12話《間接》
「学校の近くにこんなお店があったなんて……」
上下からの熱を体に浴びながら、やっとの思いでたどり着いた店内は、ひんやりと涼しく、流れるBGMに心が癒される。
出されたお冷を口に運びながら、お昼のメニューを楽しく選び、運ばれてきた料理にまた会話が盛り上がる。
「ね。雰囲気もあるし……まぁ客層は結構高いみたいだけどね」
歌恋やルミ以外に学生の姿はなく、二十代後半以上のお客さんばかりがいた。
不快に思われないようにと、会話もなるべく静かに行おうと二人は心の中で思った。
「そういえば、ルミもだいぶ椎葉に慣れてきたね」
「そ、そうですか?」
「うん。少しあたふたしてるけど、それでも前よりは全然」
「……先輩の、おかげです」
恥ずかしそうに、カップの中を見ながら。だけどその表情の中に、どこか嬉しさも混じっていた。
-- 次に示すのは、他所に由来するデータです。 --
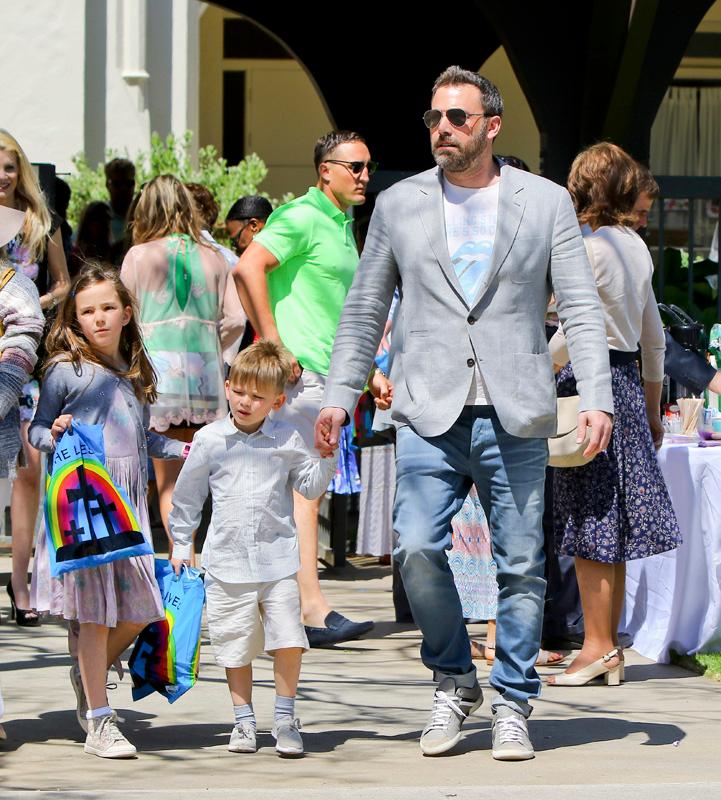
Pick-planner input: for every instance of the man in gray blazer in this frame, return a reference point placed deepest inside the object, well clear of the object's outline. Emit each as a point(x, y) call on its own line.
point(476, 249)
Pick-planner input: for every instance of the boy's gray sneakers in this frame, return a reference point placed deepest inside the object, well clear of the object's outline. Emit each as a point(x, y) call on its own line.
point(81, 706)
point(242, 738)
point(509, 735)
point(451, 705)
point(105, 740)
point(288, 741)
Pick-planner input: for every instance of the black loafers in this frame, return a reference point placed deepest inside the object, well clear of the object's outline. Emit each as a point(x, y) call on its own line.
point(338, 629)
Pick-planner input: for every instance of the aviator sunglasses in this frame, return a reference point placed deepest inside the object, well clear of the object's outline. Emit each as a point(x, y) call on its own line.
point(456, 116)
point(356, 167)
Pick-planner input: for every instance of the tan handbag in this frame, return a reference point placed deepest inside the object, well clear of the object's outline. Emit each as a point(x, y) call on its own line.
point(563, 450)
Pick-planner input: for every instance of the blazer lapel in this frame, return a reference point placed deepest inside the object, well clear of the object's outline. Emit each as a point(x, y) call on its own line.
point(511, 204)
point(430, 209)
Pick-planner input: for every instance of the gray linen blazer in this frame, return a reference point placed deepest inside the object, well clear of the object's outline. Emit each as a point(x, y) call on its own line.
point(438, 336)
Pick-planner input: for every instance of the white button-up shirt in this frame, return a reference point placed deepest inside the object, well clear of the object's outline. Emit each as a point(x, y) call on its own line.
point(251, 477)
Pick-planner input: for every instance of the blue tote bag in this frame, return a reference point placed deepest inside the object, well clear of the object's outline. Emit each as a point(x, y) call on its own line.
point(88, 519)
point(165, 656)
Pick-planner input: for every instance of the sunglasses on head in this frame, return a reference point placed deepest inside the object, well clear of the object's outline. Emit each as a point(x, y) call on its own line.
point(356, 167)
point(456, 116)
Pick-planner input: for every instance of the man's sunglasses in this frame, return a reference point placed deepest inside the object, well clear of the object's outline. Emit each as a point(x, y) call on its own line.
point(247, 220)
point(356, 167)
point(456, 116)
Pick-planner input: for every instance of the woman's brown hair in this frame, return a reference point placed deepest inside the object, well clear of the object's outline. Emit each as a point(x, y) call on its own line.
point(66, 342)
point(165, 206)
point(603, 183)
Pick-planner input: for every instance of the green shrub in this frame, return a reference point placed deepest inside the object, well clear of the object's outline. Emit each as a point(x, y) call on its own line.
point(172, 156)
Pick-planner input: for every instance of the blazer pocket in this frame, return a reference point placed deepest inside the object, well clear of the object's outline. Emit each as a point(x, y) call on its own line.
point(528, 259)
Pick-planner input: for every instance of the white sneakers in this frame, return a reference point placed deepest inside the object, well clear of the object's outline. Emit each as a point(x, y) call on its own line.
point(105, 740)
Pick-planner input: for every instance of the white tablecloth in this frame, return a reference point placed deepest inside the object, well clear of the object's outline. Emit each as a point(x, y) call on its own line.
point(673, 600)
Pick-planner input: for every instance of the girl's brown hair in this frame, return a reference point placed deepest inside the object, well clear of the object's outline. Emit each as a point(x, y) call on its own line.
point(603, 183)
point(66, 342)
point(165, 206)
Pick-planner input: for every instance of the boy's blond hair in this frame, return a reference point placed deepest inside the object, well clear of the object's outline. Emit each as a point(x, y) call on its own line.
point(264, 363)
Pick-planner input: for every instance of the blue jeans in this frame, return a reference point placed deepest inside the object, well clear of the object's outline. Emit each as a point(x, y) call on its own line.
point(434, 476)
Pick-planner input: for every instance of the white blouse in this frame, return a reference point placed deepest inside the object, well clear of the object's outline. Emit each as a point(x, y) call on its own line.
point(623, 269)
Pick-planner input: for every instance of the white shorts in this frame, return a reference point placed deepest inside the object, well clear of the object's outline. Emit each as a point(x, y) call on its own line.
point(302, 405)
point(247, 619)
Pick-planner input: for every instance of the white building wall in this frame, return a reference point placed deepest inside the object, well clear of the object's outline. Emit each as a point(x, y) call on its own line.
point(43, 103)
point(127, 113)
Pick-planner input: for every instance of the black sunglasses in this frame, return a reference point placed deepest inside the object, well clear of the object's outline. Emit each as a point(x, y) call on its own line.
point(247, 220)
point(356, 167)
point(456, 116)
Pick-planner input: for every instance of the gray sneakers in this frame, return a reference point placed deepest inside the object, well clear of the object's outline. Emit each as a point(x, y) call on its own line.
point(509, 735)
point(451, 705)
point(288, 741)
point(82, 703)
point(242, 738)
point(105, 740)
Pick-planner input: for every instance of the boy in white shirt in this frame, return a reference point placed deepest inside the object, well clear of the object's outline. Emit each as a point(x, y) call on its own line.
point(251, 464)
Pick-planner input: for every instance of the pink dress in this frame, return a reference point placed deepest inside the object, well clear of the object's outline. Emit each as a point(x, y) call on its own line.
point(124, 590)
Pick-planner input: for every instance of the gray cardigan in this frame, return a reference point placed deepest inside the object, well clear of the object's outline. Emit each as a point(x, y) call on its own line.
point(87, 393)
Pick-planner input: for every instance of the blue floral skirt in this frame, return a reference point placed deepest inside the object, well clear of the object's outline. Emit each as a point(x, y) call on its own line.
point(617, 507)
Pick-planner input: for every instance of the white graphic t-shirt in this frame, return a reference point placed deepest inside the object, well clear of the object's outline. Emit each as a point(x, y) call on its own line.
point(471, 216)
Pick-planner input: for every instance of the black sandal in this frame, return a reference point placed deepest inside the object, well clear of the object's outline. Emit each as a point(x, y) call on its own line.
point(24, 617)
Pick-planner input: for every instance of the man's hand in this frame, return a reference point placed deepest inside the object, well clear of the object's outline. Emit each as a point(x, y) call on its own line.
point(327, 430)
point(601, 425)
point(382, 390)
point(296, 369)
point(654, 422)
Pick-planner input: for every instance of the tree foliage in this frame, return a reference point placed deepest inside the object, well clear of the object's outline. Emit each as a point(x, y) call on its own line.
point(172, 155)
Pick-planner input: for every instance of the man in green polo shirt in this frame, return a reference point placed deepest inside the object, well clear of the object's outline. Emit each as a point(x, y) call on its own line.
point(293, 280)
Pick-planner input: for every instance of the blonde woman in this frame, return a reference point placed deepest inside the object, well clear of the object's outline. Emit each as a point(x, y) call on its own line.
point(181, 283)
point(36, 252)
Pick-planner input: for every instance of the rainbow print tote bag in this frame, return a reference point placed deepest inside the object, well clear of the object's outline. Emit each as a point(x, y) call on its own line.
point(165, 656)
point(88, 519)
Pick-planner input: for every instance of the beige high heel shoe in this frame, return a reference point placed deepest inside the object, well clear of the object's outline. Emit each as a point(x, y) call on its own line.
point(611, 675)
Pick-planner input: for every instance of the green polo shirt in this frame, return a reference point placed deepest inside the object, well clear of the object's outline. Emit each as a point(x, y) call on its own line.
point(313, 243)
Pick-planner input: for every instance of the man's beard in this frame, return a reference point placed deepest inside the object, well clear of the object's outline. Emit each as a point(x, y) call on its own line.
point(464, 156)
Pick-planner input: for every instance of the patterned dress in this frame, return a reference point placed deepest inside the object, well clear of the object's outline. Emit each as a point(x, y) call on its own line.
point(124, 590)
point(615, 508)
point(189, 310)
point(471, 561)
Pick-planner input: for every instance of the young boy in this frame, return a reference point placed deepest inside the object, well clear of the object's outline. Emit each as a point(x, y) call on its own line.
point(251, 464)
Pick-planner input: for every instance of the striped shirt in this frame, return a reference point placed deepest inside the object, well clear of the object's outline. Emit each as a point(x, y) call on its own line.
point(251, 477)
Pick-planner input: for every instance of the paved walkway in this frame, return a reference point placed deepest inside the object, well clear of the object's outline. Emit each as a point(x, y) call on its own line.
point(363, 707)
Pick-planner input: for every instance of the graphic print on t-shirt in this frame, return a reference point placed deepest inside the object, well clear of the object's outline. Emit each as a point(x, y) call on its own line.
point(471, 262)
point(470, 230)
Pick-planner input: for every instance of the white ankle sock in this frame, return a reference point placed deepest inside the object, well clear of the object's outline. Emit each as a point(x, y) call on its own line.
point(94, 713)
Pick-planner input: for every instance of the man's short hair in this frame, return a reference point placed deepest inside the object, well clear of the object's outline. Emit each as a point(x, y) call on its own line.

「先輩と一緒にいると、自然と……あ、大丈夫なんだって思えるんです。そしたら、ぎこちなくても、お話ができます」
ゆっくりと顔が上がり、ルミの浮かべた表情に、歌恋は大きく目を見開いた。
「ありがとうございます、歌恋先輩」
外に比べて、店内はエアコンが入っていてとても涼しい。そのはずなのに、歌恋の体温は上がっていき、額からわずかに汗がにじみ出る。
歌恋はまた胸に苦しさを感じた。体に感じる甘く痺れるような感覚。早く答えを出して楽になりたい、そう思いたくなるほどに、幸福感を感じた。
「……ルミは、可愛いね」
「え……またからかってるんですか?」
「ううん。そんなことないよ」
「お待たせしました」
食後のデザートが運ばれきて、歌恋の前にイチゴパフェが。ルミの前にラズベリーソースのかかったチーズケーキが置かれた。
「ルミ、あーん」
「え、いいんですか?」
「うん。ほら、垂れちゃうよ」
少しだけ戸惑いながら、ルミは口を開き、わずかに舌を出す。その様子をじっと見つめながら、歌恋は頭の中で「あぁ、迎え舌なんだな」と小さく呟いた。
「美味しい?」
「ん……はい。先輩も一口どうですか?」
「ごめん。私チーズケーキ苦手なんだ」
「そうなんですか?ちょっと意外です」
歌恋もパフェを一口食べようと、スプーンですくって口に運ぶ。満足そうに笑みを浮かべるが、ふと、先ほどの行動を思い出し、ほんのり頬を染める。
ちらりと、向かいの席に座るルミの様子を伺う。頬に触れながら、とても幸せそうにケーキを食べるルミ。その表情を見て、歌恋は思わず笑みをこぼしてしまった。
店内に流れるBGM。外の熱気を知らせる蝉の鳴き声。そんな不思議なアンサンブルを聞きながら、溶けかけのパフェを口に運んでいった。